JAKARTA — Ketua MUI Bidang Dakwah dan Ukhuwah, KH Cholil Nafis, merekomendasikan perumusan kode etik politik oleh MUI mengingat kontestasi lima tahunan kian kental terasa dan gejala politisnya sudah merambat dalam kehidupan umat.
“Kita paham ekses perpolitikan di masa lalu yang hingga saat ini masih kita rasakan dapat membelah ukhuwah kita. Untuk itu MUI perlu menjadi himayatul ummah dan riayatud daulah,” ujarnya dalam acara Serasehan Kode Etik Ukhuwah Islam dalam Bidang Politik, Rabu (20/3/2022).

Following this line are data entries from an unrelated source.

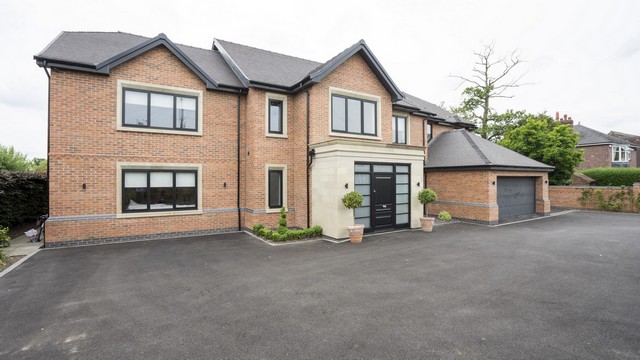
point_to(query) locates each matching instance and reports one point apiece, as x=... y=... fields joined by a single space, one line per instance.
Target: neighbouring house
x=605 y=150
x=634 y=140
x=153 y=139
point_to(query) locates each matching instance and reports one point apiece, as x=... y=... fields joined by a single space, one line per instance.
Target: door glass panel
x=402 y=219
x=364 y=221
x=382 y=168
x=402 y=179
x=402 y=189
x=401 y=209
x=363 y=189
x=362 y=212
x=363 y=179
x=402 y=199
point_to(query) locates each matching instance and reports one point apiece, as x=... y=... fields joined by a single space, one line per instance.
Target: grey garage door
x=516 y=196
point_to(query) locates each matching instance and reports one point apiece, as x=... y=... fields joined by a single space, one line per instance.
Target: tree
x=12 y=160
x=490 y=80
x=541 y=139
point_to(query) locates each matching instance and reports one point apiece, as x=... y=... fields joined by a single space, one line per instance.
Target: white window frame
x=279 y=97
x=169 y=90
x=623 y=150
x=156 y=166
x=355 y=95
x=283 y=168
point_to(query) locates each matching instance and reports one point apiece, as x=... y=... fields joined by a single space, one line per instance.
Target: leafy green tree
x=12 y=160
x=491 y=78
x=541 y=139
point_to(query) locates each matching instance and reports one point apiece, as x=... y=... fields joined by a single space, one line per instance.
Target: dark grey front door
x=516 y=196
x=383 y=197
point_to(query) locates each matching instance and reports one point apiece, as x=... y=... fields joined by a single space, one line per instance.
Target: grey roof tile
x=268 y=67
x=589 y=136
x=92 y=48
x=425 y=106
x=459 y=149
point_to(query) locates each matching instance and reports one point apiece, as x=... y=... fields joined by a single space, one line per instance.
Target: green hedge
x=23 y=197
x=614 y=176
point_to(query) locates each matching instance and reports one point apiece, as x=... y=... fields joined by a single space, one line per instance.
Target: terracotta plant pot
x=427 y=224
x=355 y=233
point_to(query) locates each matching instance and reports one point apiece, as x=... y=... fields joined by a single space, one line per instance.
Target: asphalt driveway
x=566 y=287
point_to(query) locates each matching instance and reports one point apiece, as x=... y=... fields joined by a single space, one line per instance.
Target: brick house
x=152 y=139
x=605 y=150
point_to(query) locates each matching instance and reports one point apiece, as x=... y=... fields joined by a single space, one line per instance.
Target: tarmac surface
x=566 y=287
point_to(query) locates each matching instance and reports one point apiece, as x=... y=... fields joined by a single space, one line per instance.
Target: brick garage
x=466 y=170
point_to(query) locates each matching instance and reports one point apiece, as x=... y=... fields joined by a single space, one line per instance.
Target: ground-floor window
x=386 y=192
x=159 y=190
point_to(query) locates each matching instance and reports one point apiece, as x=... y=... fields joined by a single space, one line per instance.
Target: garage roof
x=460 y=150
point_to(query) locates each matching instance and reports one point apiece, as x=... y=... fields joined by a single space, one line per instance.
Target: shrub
x=614 y=176
x=23 y=197
x=5 y=240
x=284 y=234
x=426 y=196
x=352 y=200
x=444 y=216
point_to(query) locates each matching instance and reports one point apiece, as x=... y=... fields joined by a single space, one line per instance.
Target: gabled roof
x=590 y=136
x=460 y=150
x=633 y=139
x=431 y=111
x=288 y=73
x=98 y=52
x=262 y=66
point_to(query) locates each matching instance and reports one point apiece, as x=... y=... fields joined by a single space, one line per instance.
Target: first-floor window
x=399 y=129
x=159 y=110
x=275 y=116
x=159 y=190
x=275 y=189
x=621 y=153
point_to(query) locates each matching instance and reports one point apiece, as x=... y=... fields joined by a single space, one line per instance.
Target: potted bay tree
x=426 y=196
x=352 y=201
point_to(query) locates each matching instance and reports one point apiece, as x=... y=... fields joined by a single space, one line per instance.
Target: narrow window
x=275 y=116
x=398 y=126
x=275 y=189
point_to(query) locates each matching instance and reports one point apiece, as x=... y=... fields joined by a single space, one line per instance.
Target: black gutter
x=309 y=160
x=238 y=167
x=44 y=241
x=487 y=167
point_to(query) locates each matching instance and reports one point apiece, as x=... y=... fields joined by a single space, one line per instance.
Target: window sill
x=279 y=136
x=156 y=214
x=159 y=131
x=355 y=136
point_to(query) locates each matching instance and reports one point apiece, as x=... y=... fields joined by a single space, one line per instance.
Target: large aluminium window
x=399 y=129
x=621 y=153
x=148 y=109
x=159 y=190
x=353 y=116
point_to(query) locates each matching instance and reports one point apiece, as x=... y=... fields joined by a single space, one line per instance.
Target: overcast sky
x=583 y=58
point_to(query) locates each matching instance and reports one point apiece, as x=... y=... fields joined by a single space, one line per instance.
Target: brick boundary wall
x=569 y=196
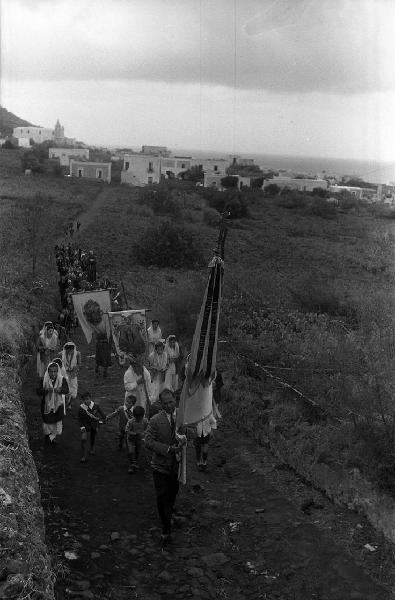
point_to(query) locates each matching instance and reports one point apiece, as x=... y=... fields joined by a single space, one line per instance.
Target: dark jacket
x=131 y=340
x=158 y=438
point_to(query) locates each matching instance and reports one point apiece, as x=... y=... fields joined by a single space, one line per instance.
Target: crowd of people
x=152 y=384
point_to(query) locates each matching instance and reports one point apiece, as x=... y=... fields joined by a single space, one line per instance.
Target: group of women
x=57 y=372
x=77 y=273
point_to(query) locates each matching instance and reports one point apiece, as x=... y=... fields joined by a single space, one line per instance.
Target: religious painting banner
x=92 y=309
x=129 y=331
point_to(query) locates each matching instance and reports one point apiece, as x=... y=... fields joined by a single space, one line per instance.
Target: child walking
x=90 y=416
x=124 y=414
x=135 y=429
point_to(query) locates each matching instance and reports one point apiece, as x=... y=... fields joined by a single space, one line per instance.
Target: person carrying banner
x=47 y=344
x=137 y=382
x=52 y=391
x=124 y=413
x=90 y=416
x=158 y=365
x=154 y=334
x=103 y=353
x=172 y=350
x=71 y=359
x=130 y=338
x=160 y=438
x=134 y=430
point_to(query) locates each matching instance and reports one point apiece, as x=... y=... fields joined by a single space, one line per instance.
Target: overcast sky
x=305 y=77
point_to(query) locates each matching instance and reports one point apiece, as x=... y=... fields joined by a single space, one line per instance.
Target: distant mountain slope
x=8 y=121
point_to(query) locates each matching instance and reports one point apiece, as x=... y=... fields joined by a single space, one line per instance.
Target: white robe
x=132 y=388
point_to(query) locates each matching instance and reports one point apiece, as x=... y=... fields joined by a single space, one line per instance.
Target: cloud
x=286 y=46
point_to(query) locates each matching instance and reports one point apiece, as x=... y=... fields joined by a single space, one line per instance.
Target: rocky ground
x=248 y=528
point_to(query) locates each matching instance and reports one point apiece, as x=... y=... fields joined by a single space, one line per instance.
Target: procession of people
x=152 y=380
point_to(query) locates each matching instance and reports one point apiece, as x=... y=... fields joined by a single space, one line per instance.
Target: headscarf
x=73 y=363
x=159 y=361
x=172 y=353
x=52 y=399
x=51 y=342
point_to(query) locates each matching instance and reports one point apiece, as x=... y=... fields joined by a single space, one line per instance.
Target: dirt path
x=244 y=533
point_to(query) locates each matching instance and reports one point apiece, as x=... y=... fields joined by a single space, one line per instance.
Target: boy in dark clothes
x=134 y=430
x=90 y=416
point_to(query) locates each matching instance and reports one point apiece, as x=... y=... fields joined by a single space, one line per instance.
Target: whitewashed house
x=65 y=154
x=141 y=169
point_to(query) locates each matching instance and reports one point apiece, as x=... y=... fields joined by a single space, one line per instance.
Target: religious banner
x=92 y=308
x=129 y=332
x=196 y=402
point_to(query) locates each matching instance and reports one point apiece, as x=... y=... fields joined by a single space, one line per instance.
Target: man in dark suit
x=160 y=438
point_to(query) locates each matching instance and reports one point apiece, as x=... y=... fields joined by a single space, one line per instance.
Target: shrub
x=168 y=245
x=159 y=198
x=191 y=216
x=211 y=217
x=322 y=208
x=180 y=307
x=229 y=182
x=272 y=189
x=231 y=201
x=291 y=199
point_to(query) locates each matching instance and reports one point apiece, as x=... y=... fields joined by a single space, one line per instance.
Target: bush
x=291 y=199
x=159 y=198
x=231 y=201
x=229 y=182
x=168 y=245
x=211 y=217
x=8 y=145
x=180 y=308
x=142 y=211
x=272 y=189
x=322 y=208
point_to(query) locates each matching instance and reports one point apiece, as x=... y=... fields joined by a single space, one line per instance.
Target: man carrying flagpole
x=161 y=439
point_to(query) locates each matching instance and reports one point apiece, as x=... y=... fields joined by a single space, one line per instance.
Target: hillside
x=8 y=121
x=307 y=294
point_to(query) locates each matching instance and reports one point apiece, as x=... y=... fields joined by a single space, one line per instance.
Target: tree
x=229 y=182
x=319 y=193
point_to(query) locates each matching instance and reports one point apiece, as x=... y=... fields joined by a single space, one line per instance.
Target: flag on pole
x=129 y=331
x=91 y=308
x=196 y=402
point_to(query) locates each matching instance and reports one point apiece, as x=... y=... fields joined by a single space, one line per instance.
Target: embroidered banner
x=129 y=331
x=92 y=312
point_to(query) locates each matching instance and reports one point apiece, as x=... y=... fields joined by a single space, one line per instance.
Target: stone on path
x=215 y=560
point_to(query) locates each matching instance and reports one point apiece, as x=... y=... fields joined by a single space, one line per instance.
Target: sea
x=368 y=170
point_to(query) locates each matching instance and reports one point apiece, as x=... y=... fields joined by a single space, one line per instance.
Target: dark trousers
x=135 y=444
x=166 y=487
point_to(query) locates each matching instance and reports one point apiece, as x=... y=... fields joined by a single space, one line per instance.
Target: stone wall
x=25 y=569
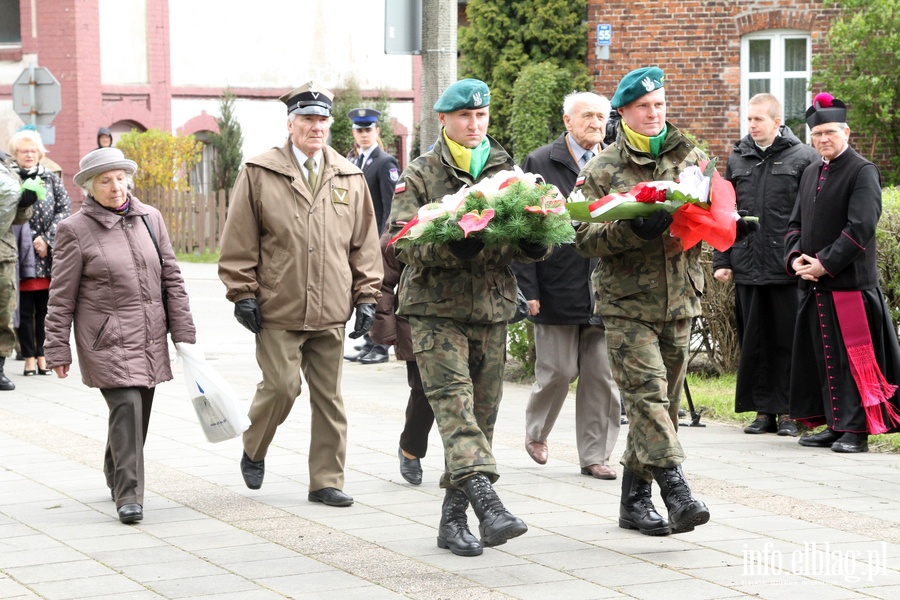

Dalam acara Komisi Ukhuwah Islamiyah MUI itu, Kiai Cholil mengatakan perumusan kode etik tidak hanya berjibaku dengan norma halal-haram terhadap suatu tindakan politis. Tapi meliputi tindakan etis di mana letak kelayakan dan kesantunan kita dalam konteks persaudaraan.
Menurutnya, kedamaian dan kehangatan bernegara tidak akan pernah terbina jika masalah politik dapat merusak tatanan ukhuwah.
Sehingga, kata dia, MUI sebagai lembaga yang memayungi seluruh ormas Islam di Indonesia berada di garda depan dalam memberikan tuntunan politik melalui konsep trilogi ukhuwah kepada umat sehingga tidak ada perpecahan lagi.
“Kita mengenal trilogi ukhuwah dalam Islam, yakni ukhuwah Islamiyah, wathaniyah dan basyariyah. Penyempurnaan dari tiga ukhuwah itu akan membentuk insan kamil yang bisa menyeimbangkan antara urusan zahir dan batin,” terang pengasuh Pesantren Cendikia Amanah itu.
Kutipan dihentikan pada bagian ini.